Salih Isma’il Ibn al-‘Adil Abi Bakr Awwal (I) le gouverneur de Ba’labek réussit au mois de Safar de l’année 637 de l’Hégire (1239) à reprendre Damas qui était gouvernée avant sa mort par son frère Ashraf Moussa qui chassa al-Kamil. Salih Isma’il Ibn al-‘Adil Abi Bakr chassa Salih Najm ad-Din Ayyoub le fils de son frère al-Kamil et avec son expulsion de Damas, la plupart des soldats le quittèrent et Salih Isma’il resta seuls avec son épouse Shajarah ad-Dour, la mère de son fils Khalil, et quelques Mamalik de Khwarizm.

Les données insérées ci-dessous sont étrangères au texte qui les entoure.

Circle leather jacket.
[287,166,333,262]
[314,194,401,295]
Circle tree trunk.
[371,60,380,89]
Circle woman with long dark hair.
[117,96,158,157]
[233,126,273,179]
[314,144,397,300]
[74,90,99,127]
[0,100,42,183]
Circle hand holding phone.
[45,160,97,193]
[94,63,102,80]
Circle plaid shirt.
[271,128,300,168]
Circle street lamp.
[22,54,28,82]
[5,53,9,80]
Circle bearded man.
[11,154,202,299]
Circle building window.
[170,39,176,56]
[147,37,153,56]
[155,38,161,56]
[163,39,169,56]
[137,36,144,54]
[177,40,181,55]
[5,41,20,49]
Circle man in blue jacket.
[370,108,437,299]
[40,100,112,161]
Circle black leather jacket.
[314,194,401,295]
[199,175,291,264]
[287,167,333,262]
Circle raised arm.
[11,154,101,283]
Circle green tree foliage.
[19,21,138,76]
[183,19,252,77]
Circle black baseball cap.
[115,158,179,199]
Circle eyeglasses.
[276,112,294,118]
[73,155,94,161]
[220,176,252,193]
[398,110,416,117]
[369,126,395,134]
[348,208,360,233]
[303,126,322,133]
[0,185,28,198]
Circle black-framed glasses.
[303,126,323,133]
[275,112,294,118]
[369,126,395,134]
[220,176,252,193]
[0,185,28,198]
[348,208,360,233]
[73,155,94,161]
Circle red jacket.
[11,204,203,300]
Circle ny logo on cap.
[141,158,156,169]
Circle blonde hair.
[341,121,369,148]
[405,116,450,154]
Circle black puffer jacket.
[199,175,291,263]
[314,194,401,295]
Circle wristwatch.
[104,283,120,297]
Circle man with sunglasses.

Al-Malik an-Nassir Daoud ‘Issa al-Mou’addam, le gouverneur du fort de Shawbak profita de l’occasion pour capturer Salih Ayyoub et l’emmena humilié et déchu monté sur une jument sans selle avec sa suite dans la forteresse de Karak et l’emprisonna pour une durée de sept mois quand le sultan d’Egypte al-‘Adil Thani (II) lui envoya un messager pour lui demander de le libérer pour la somme de 1 000 dinars mais il refusa et le libéra sans contrepartie en lui faisant simplement promettre de retirer l’Egypte à ‘Adil II.

Lorsque ‘Adil fut informé de ce complot, il leva l’armée égyptienne pour aller combattre Salih Isma’il en Syrie mais les principaux commandants de son armée se retournèrent contre lui, le capturèrent et l’envoyèrent à Salih Najm ad-Din Ayyoub qui partit aussitôt pour l’Egypte et entra dans la capitale égyptienne au mois de Dzoul Qi’dah de cette même année. Ainsi Salih Najm ad-Din Ayyoub devint sultan d’Egypte et entra en conflit avec les sultans Ayyoubi de Syrie et particulièrement avec son oncle Salih Isma’il, le gouverneur de Damas.

 

 

Reprise de la chronologie d’Ibn Athir

De la conquête de Maraghah par les Tatars

 

Au mois de Safar de l’année 618 de l’Hégire (1221), les Tatars conquirent Maraghah en Azerbaïdjan et cela arriva comme suit.

Nous avons mentionné sous l’année 617 de l’Hégire (1220) ce que les Tatars firent aux Géorgiens. L’année prit fin alors qu’ils se trouvaient encore dans les terres des Géorgiens mais quand l’année 618 commença, ils quittèrent le territoire géorgien car ils virent qu’ils étaient confrontés à une puissante force et que les passages étroits (des cols de montagnes) devaient être combattus et pris (pour qu’ils puissent passer). Ils se détournèrent donc de leur objectif ce qui était leur pratique normale. S’ils attaquaient une ville et voyaient qu’elle était fortement défendue, ils l’abandonnaient.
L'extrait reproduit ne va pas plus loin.